Introduction
Garbage collection (gc) keeps your repository compact and fast. Git runs it automatically when certain thresholds are exceeded. You can also invoke it manually.
What gc does
- Packs loose objects into pack files.
- Re-deltifies if asked.
- Removes unreachable objects older than the prune-expire window.
- Expires reflog entries past their TTL.
- Optionally writes the commit-graph file.
git gc
git gc --auto
git gc --aggressive
git gc --prune=now
git count-objects -v
Auto-gc thresholds
git config gc.auto 6700 # loose objects threshold
git config gc.autoPackLimit 50 # number-of-packs threshold
git config gc.autoDetach true # run in background
Auto-gc fires after operations that create new objects, like commit and fetch. With autoDetach, it runs in the background and Git returns immediately.
Reflog expiration
git config gc.reflogExpire 90.days
git config gc.reflogExpireUnreachable 30.days
git reflog expire --expire=90.days --all
Reachable entries last 90 days, unreachable 30 by default. Branches and tags you delete leave reflog traces that survive within that window.
Prune window
git config gc.pruneExpire 2.weeks.ago
Unreachable objects older than this are eligible for deletion during gc. --prune=now deletes immediately; useful but dangerous since it removes safety margins.
Aggressive vs normal
git gc # routine: pack new objects, prune old
git gc --aggressive # rebuild deltas from scratch
Aggressive gc is rarely worth it; it is CPU-heavy and the gain is usually small. Normal gc is sufficient for most repos.
Maintenance
Modern Git (2.29+) has a maintenance subsystem that consolidates and improves gc:
git maintenance start
git maintenance run --task gc
git maintenance run --task commit-graph
git maintenance run --task incremental-repack
git maintenance start registers a background job (cron, launchd, or systemd timer) that periodically optimizes the repo.
Locked operations
If gc is interrupted, you may see a stale lock file:
ls .git/gc.pid
rm .git/gc.pid # only after confirming no gc is running
What gc never deletes
Several object classes are exempt from gc until their reference expires:
- Objects reachable from any ref under
refs/. - Objects reachable from the reflog of any ref (until reflog expiry).
- Objects under
refs/stash(the stash list). - Objects pinned by
git replacemappings. - Objects reachable from worktrees' HEAD and index.

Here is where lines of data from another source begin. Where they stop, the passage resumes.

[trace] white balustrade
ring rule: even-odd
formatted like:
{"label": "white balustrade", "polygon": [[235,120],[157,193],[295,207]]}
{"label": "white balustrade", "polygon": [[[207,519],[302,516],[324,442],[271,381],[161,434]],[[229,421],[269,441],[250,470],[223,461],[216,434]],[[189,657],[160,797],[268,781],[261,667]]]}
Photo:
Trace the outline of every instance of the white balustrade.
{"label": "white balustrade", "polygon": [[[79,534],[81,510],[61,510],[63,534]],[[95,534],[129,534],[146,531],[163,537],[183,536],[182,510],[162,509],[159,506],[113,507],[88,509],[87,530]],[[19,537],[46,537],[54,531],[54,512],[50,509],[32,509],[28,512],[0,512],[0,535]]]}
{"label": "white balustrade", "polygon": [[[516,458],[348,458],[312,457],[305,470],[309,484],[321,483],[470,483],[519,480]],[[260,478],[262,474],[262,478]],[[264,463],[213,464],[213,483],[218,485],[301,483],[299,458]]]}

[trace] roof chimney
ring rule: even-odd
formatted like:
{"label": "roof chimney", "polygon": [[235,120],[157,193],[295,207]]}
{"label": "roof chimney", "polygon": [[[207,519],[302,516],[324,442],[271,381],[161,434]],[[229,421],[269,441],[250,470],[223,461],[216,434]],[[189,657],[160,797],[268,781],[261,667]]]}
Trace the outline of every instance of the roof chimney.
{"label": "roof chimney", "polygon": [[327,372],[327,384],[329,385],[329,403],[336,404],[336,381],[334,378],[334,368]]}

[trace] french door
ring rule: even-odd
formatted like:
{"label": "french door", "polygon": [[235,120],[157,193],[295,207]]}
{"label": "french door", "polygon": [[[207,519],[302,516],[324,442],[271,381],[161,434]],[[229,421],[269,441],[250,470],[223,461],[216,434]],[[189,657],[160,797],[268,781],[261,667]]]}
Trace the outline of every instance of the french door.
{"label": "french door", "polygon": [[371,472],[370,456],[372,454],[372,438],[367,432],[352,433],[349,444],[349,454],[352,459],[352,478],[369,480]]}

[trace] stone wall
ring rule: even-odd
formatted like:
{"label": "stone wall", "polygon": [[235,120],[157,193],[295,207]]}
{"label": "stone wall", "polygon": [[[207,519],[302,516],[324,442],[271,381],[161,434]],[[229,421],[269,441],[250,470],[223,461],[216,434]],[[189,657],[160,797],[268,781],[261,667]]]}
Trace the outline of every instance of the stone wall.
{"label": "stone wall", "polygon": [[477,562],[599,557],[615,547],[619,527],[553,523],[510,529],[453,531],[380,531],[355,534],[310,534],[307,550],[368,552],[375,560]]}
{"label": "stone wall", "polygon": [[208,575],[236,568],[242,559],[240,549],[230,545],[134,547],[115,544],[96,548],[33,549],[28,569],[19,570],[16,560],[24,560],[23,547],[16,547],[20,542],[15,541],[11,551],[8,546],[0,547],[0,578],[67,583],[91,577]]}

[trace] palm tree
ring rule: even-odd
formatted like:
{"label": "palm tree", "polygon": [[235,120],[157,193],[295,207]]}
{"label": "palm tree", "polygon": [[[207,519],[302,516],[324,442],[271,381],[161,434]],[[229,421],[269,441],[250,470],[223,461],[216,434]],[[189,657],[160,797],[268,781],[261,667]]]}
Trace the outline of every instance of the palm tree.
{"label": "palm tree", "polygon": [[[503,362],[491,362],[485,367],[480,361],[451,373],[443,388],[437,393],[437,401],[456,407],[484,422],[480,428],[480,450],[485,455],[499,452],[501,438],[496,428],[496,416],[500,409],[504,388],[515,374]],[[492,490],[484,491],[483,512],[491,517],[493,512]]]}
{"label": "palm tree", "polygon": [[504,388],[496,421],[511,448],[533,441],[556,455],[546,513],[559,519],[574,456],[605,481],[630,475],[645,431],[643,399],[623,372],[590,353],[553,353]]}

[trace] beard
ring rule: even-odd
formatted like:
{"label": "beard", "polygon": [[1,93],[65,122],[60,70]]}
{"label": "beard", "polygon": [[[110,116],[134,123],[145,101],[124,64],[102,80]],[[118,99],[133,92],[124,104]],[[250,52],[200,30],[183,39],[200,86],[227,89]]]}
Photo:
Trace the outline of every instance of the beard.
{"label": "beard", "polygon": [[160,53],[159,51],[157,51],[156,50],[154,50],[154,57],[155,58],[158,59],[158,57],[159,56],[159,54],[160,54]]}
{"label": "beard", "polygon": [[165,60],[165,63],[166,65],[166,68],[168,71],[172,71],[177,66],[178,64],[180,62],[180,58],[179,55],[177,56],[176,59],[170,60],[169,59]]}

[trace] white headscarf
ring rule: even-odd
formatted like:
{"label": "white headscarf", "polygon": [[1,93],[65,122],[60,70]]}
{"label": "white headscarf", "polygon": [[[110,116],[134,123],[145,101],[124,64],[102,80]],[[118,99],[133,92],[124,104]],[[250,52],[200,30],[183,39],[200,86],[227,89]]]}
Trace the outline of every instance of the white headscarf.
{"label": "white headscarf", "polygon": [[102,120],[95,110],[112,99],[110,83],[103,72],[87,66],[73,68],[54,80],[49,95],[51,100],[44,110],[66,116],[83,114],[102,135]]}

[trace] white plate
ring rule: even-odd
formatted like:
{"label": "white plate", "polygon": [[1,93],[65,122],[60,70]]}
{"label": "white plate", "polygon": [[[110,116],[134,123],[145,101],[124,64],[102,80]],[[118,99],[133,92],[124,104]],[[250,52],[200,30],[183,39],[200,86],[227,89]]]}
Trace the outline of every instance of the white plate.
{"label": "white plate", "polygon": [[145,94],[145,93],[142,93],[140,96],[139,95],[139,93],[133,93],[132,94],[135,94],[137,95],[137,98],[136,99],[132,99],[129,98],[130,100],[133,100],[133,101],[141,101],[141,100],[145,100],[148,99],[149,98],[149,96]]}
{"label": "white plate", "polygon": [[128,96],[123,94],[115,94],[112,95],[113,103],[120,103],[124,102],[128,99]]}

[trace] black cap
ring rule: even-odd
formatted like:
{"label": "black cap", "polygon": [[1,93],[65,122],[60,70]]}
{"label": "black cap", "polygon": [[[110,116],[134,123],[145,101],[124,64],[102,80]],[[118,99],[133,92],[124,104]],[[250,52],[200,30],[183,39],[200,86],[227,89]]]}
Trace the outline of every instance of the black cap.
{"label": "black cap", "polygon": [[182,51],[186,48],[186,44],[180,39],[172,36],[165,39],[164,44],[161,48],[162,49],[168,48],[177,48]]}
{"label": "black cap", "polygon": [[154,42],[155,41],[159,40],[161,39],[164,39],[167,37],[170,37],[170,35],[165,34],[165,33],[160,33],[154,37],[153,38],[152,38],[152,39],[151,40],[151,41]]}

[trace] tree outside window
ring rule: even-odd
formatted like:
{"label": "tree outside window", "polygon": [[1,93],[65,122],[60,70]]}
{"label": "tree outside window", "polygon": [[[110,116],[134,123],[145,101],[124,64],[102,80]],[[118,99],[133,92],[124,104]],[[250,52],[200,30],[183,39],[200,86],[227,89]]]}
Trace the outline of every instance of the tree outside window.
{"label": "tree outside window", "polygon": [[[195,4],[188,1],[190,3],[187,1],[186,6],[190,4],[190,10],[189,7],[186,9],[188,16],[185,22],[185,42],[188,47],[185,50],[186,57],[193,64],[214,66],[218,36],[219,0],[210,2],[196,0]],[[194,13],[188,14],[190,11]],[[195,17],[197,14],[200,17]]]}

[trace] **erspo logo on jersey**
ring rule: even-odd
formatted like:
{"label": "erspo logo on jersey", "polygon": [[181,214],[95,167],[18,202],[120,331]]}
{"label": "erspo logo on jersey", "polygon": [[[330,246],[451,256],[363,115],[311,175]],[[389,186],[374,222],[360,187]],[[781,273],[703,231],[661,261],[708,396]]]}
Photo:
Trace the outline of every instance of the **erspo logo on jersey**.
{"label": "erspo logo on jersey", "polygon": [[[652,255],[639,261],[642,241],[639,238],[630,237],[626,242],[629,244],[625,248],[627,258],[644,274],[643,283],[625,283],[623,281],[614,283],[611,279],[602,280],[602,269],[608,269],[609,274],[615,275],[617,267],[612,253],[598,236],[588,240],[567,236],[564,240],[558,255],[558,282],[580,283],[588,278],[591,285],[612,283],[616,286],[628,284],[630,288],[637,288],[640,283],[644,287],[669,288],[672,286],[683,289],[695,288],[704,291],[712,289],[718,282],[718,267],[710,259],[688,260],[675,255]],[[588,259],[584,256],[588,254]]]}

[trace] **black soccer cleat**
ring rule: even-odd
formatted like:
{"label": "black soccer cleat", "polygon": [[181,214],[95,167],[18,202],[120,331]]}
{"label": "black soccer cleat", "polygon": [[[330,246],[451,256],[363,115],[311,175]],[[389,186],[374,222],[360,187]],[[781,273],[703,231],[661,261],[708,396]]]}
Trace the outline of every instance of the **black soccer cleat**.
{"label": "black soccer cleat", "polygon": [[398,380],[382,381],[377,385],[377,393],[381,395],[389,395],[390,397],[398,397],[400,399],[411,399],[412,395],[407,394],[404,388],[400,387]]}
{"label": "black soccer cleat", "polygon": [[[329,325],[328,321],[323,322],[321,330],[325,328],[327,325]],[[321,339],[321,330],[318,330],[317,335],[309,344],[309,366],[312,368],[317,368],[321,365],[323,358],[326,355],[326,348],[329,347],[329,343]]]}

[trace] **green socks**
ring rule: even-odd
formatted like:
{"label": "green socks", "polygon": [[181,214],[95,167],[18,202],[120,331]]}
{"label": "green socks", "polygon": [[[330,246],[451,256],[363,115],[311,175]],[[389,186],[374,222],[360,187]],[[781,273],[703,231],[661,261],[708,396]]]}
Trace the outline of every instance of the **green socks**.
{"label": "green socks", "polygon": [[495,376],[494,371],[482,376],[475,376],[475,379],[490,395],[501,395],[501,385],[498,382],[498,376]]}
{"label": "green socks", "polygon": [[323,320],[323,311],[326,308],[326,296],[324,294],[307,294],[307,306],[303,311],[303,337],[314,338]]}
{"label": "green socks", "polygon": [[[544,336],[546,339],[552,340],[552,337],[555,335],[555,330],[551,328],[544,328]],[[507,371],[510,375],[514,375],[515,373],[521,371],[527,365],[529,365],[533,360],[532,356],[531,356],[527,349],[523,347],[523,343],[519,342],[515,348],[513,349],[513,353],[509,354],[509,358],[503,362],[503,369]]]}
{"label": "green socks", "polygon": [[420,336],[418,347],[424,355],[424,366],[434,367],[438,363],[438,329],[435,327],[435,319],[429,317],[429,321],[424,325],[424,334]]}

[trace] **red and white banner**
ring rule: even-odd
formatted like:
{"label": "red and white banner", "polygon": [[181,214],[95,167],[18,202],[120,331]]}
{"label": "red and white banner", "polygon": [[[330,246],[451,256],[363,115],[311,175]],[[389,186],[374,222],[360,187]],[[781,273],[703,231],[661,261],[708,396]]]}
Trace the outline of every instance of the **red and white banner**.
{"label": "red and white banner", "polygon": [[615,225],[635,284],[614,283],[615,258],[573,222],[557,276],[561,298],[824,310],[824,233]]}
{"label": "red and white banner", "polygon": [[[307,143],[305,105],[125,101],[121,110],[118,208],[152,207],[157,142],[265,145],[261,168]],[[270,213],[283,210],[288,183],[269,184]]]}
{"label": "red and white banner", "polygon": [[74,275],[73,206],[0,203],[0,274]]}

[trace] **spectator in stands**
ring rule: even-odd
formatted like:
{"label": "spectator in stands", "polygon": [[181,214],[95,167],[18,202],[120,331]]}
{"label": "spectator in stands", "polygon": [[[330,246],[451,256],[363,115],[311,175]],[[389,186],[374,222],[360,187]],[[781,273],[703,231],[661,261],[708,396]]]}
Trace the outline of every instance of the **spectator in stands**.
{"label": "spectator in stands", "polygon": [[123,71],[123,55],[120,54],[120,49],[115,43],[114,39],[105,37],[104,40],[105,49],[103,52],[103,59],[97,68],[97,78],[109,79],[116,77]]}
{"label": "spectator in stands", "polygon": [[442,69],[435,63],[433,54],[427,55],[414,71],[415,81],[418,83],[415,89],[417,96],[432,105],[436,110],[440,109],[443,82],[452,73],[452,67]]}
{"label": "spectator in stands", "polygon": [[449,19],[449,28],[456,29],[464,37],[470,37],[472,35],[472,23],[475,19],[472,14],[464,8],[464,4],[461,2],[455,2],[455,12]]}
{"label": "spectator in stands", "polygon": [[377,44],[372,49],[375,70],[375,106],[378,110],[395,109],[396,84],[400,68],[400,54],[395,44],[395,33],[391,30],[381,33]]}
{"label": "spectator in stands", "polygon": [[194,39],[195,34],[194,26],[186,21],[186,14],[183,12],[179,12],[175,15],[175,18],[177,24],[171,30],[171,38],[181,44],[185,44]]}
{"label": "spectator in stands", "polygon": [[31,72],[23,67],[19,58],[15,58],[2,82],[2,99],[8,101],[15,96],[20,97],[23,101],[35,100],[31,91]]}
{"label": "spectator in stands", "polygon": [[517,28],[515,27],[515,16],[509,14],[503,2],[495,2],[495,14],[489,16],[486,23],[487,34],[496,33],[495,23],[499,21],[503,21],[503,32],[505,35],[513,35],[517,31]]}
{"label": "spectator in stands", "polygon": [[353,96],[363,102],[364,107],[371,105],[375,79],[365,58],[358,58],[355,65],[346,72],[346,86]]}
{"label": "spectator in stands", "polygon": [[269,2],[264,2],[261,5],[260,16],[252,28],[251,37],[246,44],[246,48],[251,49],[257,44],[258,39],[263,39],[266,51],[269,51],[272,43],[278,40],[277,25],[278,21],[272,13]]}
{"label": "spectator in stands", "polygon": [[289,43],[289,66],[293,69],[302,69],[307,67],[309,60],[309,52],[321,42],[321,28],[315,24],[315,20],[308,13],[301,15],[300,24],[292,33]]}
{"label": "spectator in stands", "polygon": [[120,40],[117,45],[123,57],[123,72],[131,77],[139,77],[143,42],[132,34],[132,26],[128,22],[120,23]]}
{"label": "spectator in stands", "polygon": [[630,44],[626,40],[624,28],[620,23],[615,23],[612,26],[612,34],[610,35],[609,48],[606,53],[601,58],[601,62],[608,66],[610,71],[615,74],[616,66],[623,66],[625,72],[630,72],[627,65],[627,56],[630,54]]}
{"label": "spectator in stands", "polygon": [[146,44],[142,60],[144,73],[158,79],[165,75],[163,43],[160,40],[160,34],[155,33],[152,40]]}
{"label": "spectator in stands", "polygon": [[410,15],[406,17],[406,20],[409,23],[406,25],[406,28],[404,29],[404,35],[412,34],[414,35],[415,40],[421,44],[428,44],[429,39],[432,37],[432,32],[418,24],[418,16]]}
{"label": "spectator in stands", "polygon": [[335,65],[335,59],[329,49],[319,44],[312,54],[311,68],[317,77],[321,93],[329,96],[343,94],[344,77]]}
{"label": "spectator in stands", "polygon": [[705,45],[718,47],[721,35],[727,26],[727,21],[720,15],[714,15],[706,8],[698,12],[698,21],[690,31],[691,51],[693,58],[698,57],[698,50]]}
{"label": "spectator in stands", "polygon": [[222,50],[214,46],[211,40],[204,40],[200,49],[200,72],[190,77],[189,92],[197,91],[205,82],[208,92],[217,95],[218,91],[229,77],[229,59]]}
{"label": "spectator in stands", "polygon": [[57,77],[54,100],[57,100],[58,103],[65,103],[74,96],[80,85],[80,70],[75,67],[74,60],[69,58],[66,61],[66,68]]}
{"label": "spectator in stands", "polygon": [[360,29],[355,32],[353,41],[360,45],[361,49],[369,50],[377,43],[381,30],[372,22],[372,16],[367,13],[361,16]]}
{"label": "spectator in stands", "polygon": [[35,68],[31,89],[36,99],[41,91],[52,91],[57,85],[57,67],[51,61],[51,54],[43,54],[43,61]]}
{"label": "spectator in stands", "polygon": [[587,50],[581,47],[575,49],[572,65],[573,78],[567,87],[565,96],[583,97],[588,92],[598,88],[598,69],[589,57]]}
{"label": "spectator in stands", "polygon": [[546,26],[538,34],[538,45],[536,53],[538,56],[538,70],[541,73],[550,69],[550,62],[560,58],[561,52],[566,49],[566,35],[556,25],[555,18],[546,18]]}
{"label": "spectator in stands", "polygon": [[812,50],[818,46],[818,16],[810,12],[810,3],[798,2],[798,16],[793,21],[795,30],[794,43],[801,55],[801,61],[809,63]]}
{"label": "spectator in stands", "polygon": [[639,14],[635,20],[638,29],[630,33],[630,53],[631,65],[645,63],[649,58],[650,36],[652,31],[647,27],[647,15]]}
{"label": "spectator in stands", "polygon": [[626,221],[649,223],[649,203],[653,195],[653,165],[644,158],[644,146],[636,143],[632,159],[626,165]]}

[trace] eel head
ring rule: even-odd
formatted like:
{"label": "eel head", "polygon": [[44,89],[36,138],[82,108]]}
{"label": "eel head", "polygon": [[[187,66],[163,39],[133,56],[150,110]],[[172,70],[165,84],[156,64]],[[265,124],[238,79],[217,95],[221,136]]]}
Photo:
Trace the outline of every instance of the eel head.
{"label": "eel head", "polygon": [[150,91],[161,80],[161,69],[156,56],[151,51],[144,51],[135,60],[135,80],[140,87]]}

git fsck --unreachable --no-reflogs
git reflog expire --expire-unreachable=now --all
git gc --prune=now
That last sequence is the standard "really delete unreachable history" recipe; reach for it carefully.
Common mistakes
Running git gc --prune=now right after a destructive operation, eliminating the reflog safety net. Always wait the default window unless you really need the space. Disabling auto-gc on a fast-moving repo, accumulating millions of loose objects. Running --aggressive on a schedule under the assumption that "more is better"; it just burns CPU. Finally, running gc concurrently with git push on a server; modern Git handles concurrency safely, but custom scripts that fight over .git/objects can corrupt. Use git maintenance rather than home-grown cron jobs.